Christ walks the city's Ivy Halls where students debate his existence. He holds out his nail-scarred hands to the agnostics and invites them to "touch and see". He is there at the "gay caucus" and the "feminist rally" and the meeting for the "anti-war demonstration". He, who is question and answer, he who sets brother against brother yet whispers "peace, be still" to the turbulent waves, walks here.
Christ walks the halls of government and in his presence, statesmen hammer out the laws. The just and the unjust, the honest and the ruthless, those who struggle for truth and those who live the lie convene in his presence, for Christ walks the marble halls of government, sifting the "wheat from the chaff".
Christ walks the corridors of justice. He is in night court and stands with the accused and the accuser. He who is truth and mercy and justice weighs them both and walks both to the judge's chamber and the prisoner's cell. Christ is no stranger to locks and bars. He paces with the convicted her narrow space and hears the curses of despair. Yes, Christ is present in the prisons where fear has built walls around the heart thicker than the walls that guard against escape and higher than the barbed wire that makes an ugly frame for the grey skies. He walks the empty corridors and offers the key of freedom to whosoever would become citizens of a new country, a different kingdom. It is the very key he offers to the judge who is also a captive, a key that makes both the sentencer and the condemned free men and women--family.

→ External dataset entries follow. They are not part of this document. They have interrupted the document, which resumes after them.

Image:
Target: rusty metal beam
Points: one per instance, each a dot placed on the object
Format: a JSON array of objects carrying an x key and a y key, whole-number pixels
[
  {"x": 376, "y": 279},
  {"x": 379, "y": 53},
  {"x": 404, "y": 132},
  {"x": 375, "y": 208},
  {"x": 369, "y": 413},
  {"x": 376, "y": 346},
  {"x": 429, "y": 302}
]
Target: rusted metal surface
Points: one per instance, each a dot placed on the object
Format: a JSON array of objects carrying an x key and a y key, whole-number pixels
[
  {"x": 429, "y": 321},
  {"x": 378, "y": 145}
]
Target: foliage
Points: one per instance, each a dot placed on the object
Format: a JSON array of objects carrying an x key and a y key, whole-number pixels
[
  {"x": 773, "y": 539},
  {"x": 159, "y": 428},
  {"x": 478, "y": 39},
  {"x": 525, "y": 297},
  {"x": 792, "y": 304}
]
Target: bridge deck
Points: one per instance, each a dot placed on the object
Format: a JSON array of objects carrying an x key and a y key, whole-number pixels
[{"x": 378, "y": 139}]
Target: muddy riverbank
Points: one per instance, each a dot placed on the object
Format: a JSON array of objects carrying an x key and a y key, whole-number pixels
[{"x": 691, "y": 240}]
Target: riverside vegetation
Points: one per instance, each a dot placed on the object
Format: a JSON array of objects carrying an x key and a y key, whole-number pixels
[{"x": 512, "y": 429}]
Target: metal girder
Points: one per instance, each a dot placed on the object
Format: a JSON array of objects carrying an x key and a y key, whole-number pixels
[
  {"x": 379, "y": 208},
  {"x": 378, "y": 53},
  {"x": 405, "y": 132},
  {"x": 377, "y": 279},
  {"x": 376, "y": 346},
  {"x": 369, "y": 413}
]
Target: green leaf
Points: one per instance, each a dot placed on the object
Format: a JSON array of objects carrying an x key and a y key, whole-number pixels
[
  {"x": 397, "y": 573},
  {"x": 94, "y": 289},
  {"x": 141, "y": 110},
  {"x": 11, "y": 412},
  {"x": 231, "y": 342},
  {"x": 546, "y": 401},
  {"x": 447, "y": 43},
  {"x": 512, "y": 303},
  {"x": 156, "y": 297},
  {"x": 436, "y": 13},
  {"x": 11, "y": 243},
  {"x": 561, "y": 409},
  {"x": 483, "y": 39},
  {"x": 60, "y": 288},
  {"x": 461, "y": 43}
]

Christ calls all to communion. The table of the Eucharist is spread. He takes the bread. He is the Bread. He breaks it, breaks himself and offers this brokenness to us explaining that if we take it, we ourselves must be broken and consumed. He takes the cup. It is the pouring out of himself. He says, "Won't you, too, be poured out with me?"
The table is long and spans centuries. Some leave the table to go in search of silver. Some chairs were empty from the start, for though many were invited, some had wives to marry, parents to bury, houses to build, empires to manage. Those who have come are a motley blend of ages and nationalities, races, and genders, privileged and disenfranchised. But they are all poor and hungry and needy. Slowly, they break the bread--again and again--and lift their morsels to their mouths. It does not go down easily. Sometimes it sticks in the throat until the wine is passed. The pressed and poured-out fruit washes away the dryness.
The bread--"my flesh"--and the wine--"my life's blood"--together make a sacrament of joy, and the rite becomes a celebration of paradox. In the breaking we have become whole. In the pouring out, we have been filled. In bringing our poverty and hunger and need, we have been made rich. In daring to sit with seekers whose differences we did not understand, we have been made one.
Christ the paradox walks the city. He is the broken, and he is the healer. He is the hungry and he is the Bread of Life. He is the homeless, yet it is he who says, "Come to me all you who are overloaded, and I will be your resting place." He is the loser who makes losing the only way to win. He is the omnipotent who calls all who follow to choose powerlessness, and teaches us how, by laying down all power in heaven and in earth. He is the sick, and he is the wholeness. He who said, "I thirst," is himself the Living Water that promises we will never thirst again.
Just as the disciples in the Emmaus house recognized their Lord through the broken bread and the shared cup, so our blindness turns to sight in Holy communion, and we see him for who he truly is.